Bbr. Kardinal Marx zur Europawahl:
Auf das neu gewählte Europaparlament warten große Aufgaben

Presseerklärung des ComECE-Präsidenten Reinhard Kardinal Marx zum Ergebnis der Europawahlen


Bei den Europawahlen hat eine breite Mehrheit der Bürger, die sich an der Wahl beteiligt haben, ihre Stimme pro-europäischen Abgeordneten gegeben. Das wird dem Parlament in den kommenden Jahren erlauben, mit engagierten und kompetenten Frauen und Männern seine Arbeit für das Wohl aller in Europa fortzuführen.

 

Ein Anlass zur Sorge ist die teilweise große Zunahme an Stimmen für jene Parteien, die das europäische Integrationsprojekt ablehnen und die in einigen Mitgliedsstaaten wie in Frankreich, Dänemark und Großbritannien sogar die Mehrheit der Stimmen auf sich vereinigen konnten. Manche dieser Gruppierungen sind nicht nur populistisch, sondern nationalistisch und fremdenfeindlich, eine Haltung, die für Christen inakzeptabel ist und die das friedliche Zusammenleben der Menschen gefährdet.

 

Die Gründe für den Zuwachs dieser Parteien sind sicher vielfältig und es ist noch zu früh für eine tiefergehende Analyse. Ich glaube trotzdem, dass es in der Zukunft noch wichtiger sein wird, die Debatten über europäische Themen, die alle Bürger betreffen, öffentlich und transparent zu führen. Das gilt sowohl für die betroffenen Politiker als auch für die mediale Berichterstattung über Europa und die europäische Politik. Es darf nicht mehr ausreichen, „Brüssel“ zum Sündenbock für politisches Unbehagen zu machen. Europa ist und bleibt bei aller Kritik in einzelnen Punkten ein Projekt des Friedens und der Versöhnung und wird so von der katholischen Kirche positiv begleitet und unterstützt.

 

Das Vorliegen der Ergebnisse der Europawahl ist nicht das Ende, sondern der Beginn des Erneuerungsprozesses an der Spitze der Institutionen der Europäischen Union. In den kommenden Wochen werden sich im Europäischen Parlament die politischen Gruppen neu bilden, die Staats- und Regierungschefs werden einen neuen Kommissionspräsidenten vorschlagen, der vom Parlament, gemeinsam mit einer neuen Europäischen Kommission, gewählt bzw. bestätigt werden muss. Im Herbst wird schließlich ein neuer Vorsitzender des Europäischen Rates gewählt werden. Ich hoffe, dass sich die Parteien und Staaten rasch auf die Besetzung der Ämter verständigen werden.

 

Entscheidend für die Wahl des Kommissionspräsidenten wird das Programm sein, mit dem sich die Kandidaten präsentieren.
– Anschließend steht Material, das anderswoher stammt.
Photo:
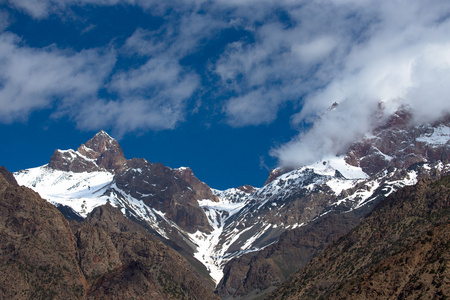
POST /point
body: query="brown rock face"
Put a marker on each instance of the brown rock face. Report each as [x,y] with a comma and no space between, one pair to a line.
[257,273]
[202,191]
[102,152]
[123,261]
[38,255]
[165,190]
[396,144]
[107,257]
[400,251]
Im Vorfeld der Wahlen hat COMECE in ihrem Wahlaufruf bereits Vorschläge für die großen Themen der kommenden Jahre auf den Tisch gelegt: eine Politik, die die umfassende Würde des Menschen zum Prinzip ihres Handelns macht; eine Neuorientierung der Wirtschaft an den Prinzipien der Sozialen Marktwirtschaft; Handelsabkommen, die den Menschen in Europa dienen, ohne den Blick für die Situation in anderen Kontinenten, etwa in Afrika zu verlieren; eine engagierte Bekämpfung der (Jugend-)Arbeitslosigkeit; eine gerechte und faire Migrationspolitik, die versucht, Katastrophen wie vor Lampedusa in Zukunft zu verhindern; energische Schritte für eine Politik des Klimaschutzes und der umfassenden Nachhaltigkeit; der Erhalt des Friedens und der Sicherheit in Europa und in den angrenzenden Ländern.

 

Diese Themen werden in den kommenden Monaten die Grundlage der kontinuierlichen Arbeit der COMECE im Rahmen des Art. 17 TAEU („Dialogklausel“) mit den EU-Institutionen bilden. Es wird schließlich von allen Bürgern, nicht zuletzt engagierten Christen abhängen, ob die politische Arbeit für das europäische Gemeinwohl gelingt. Diese Arbeit in Europa beginnt jetzt erst. Den wieder- und neugewählten Abgeordneten gratuliere ich sehr herzlich und wünsche ihnen Gottes Segen für ihre Arbeit. Die COMECE wird die europäische Politik mit Impulsen aus der Soziallehre der Kirche kritisch und konstruktiv begleiten und mit ihrem Gebet unterstützen.